Samsung’s bump at Apple’s expense is likely to feel particularly sweet at the former company, as well as sting particularly harshly for the latter. After all, relationships between the two companies have hardly been cordial of late, despite Apple remaining Samsung’s biggest customer. Both companies have been locked in litigation in multiple countries since April 2011, concerning alleged patent infringement on both sides (Apple issued the first lawsuit, with Samsung counter-suing a week later; at this point, the running total for lawsuits between the two over the topic now numbers somewhere in the region of 50, across more than ten different countries). Currently, neither side has a particular advantage; Apple has won legal victories in the U.S., Samsung has managed to do the same in the U.K., Japan, and South Korea.

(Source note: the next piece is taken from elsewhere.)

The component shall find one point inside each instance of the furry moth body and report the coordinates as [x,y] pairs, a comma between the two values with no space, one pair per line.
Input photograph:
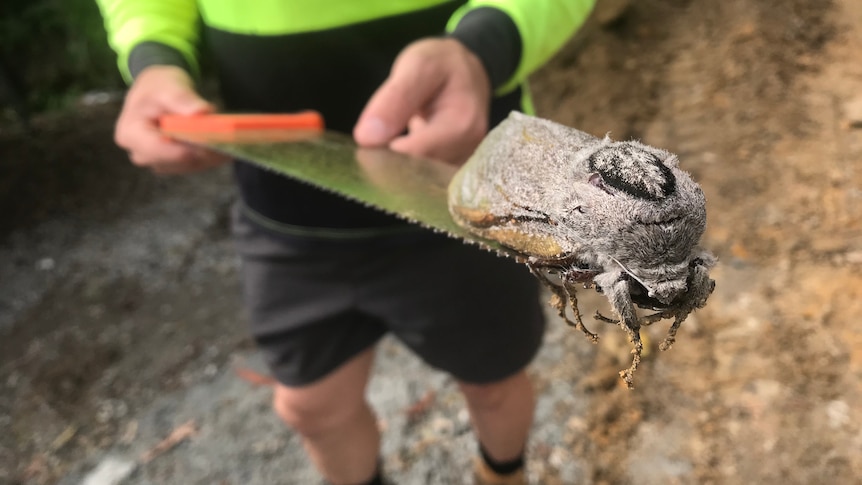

In a side-by-side sales comparison, Samsung is believed to win the battle of the smartphones worldwide with 62 million smartphones sold internationally in the final three months of 2012, compared with 45 million for Apple. Some point to the upset surrounding Apple’s faulty Maps app – and subsequent public apology – as one significant reason why sales on the latter failed to meet expectations.

Whether or not Apple can make up lost sales ground with the iPhone 5 remains to be seen, as does Samsung’s ability to continue to push its Galaxy smartphones even harder in the U.S. to give them a significant presence in this market. One thing is for certain, however: this news isn’t likely to improve relations between the two companies.